While this invention has been described in terms of the preferred embodiments thereof, it is not intended to be so limited, but rather only to the extent set forth in the claims that follow. Moreover, the use of the terms first, second, etc. does not denote any order of importance, but rather the terms first, second, etc. are used to distinguish one element from another. Furthermore, the use of the terms a, an, etc. do not denote a limitation of quantity, but rather denote the presence of at least one of the referenced items.

Claims

1. (canceled)

2. An electrical assembly, comprising:

a housing formed of a dielectric material by an additive manufacturing process selected from a list consisting of stereolithography (SLA), digital light processing (DLP), fused deposition modeling (FDM), fused filament fabrication (FFF), selective laser sintering (SLS), selecting heat sintering (SHS), multi-jet modeling (MJM), multi-jet fusion (MJF), and 3D printing (3DP); and

an electromagnetic shield integrally formed on a surface of the housing by a layer of conductive material deposited on the dielectric material by the additive manufacturing process.

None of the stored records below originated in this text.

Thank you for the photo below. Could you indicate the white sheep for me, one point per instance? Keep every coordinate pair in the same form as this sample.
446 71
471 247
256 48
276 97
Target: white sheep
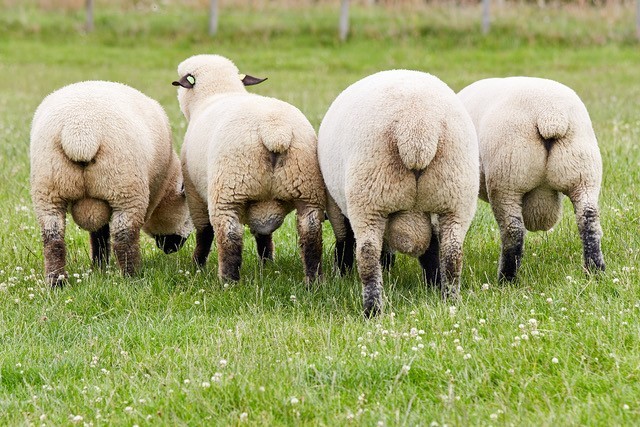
536 143
395 148
104 151
247 159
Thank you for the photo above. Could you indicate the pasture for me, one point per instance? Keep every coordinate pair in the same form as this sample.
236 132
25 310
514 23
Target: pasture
174 346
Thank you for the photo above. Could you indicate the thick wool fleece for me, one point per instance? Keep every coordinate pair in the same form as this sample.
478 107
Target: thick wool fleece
104 151
247 159
394 148
536 143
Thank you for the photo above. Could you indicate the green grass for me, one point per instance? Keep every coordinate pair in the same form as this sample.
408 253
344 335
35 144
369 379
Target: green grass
149 350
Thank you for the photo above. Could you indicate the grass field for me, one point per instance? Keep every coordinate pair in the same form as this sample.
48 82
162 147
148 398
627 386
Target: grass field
173 346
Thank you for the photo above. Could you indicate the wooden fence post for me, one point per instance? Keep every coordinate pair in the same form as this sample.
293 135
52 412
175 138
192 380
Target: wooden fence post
88 26
638 20
213 17
344 20
486 19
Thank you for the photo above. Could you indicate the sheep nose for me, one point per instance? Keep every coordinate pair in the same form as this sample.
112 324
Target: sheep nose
170 243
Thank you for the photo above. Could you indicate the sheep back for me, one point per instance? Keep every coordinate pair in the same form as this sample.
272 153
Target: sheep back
234 157
533 133
386 129
102 143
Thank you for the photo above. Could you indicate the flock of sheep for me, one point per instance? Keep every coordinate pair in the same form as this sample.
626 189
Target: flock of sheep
397 166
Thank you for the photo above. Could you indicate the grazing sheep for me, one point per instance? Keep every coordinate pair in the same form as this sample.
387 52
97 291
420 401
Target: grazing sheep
395 148
247 159
536 143
103 151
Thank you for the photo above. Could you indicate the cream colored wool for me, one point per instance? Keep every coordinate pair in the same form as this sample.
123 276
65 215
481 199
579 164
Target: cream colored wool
536 143
247 159
103 150
395 148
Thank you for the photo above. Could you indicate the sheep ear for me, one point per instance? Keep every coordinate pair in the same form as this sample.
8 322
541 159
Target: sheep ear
187 81
248 80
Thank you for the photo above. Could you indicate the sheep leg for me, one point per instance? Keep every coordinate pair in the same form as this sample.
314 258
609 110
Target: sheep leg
264 243
588 219
508 214
369 234
125 233
388 258
452 233
309 221
204 239
345 240
52 225
199 212
228 233
100 246
430 262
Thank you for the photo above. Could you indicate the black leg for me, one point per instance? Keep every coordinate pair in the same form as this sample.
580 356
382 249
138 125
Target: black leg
100 246
345 249
264 242
204 239
430 262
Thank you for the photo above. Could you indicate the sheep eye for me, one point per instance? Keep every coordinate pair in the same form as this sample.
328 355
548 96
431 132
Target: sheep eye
186 81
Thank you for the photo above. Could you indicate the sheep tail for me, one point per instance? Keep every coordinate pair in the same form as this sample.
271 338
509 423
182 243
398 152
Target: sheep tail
552 123
416 139
79 140
276 134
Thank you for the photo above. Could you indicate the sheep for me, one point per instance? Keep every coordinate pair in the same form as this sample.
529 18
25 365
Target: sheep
536 143
396 149
247 159
103 150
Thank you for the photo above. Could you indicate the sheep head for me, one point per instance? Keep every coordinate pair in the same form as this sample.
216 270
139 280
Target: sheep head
205 76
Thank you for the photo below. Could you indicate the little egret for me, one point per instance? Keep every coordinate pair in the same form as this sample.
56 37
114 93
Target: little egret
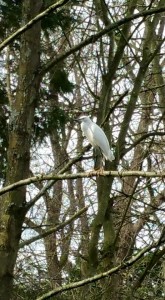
96 136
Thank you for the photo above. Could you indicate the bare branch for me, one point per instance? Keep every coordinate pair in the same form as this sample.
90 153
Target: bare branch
77 284
54 229
93 38
90 174
39 17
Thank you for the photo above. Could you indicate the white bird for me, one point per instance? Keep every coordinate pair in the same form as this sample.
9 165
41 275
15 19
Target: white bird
96 136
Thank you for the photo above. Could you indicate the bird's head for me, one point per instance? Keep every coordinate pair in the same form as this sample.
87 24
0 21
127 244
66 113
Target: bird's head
84 119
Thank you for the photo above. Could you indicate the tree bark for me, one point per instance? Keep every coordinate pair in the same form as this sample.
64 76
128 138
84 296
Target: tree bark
12 210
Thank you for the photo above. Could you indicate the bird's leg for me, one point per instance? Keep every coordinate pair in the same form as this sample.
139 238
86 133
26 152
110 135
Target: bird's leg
98 160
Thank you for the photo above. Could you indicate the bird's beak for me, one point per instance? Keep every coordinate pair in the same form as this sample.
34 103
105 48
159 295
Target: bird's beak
77 120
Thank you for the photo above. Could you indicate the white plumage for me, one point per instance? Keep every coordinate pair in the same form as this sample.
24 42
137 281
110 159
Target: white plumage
96 137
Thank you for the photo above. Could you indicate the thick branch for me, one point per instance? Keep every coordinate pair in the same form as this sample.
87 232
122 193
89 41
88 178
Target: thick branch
54 229
56 177
40 16
98 276
93 38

3. The electrical assembly according to claim 2, wherein the surface is an external surface.

4. The electrical assembly according to claim 2, wherein the surface is an internal surface.

5. The electrical assembly according to claim 2, wherein the electrical assembly is an electrical connector and wherein the electrical assembly further comprises an electrical terminal configured to be connected to an electrical conductor, said electrical terminal disposed within the housing.

6. (canceled)

7. A method of manufacturing a housing configured to contain an electrical assembly, said method comprising the steps of:

forming the housing from a dielectric material by an additive manufacturing process selected from a list consisting of stereolithography (SLA), digital light processing (DLP), fused deposition modeling (FDM), fused filament fabrication (FFF), selective laser sintering (SLS), selecting heat sintering (SHS), multi-jet modeling (MJM), multi-jet fusion (MJF), and 3D printing (3DP); and

integrally forming an electromagnetic shield on an external surface of the housing by depositing a layer of conductive material on the dielectric material during the additive manufacturing process.

8. The method according to claim 7, wherein the surface is an external surface.

9. The method according to claim 7, wherein the surface is an internal surface.

10. The method according to claim 7, wherein the steps of the method are performed in the order listed.

11. The method according to claim 7, wherein the electrical assembly is an electrical connector and wherein the method further comprises the step of disposing an electrical terminal connected to an electrical conductor within the housing.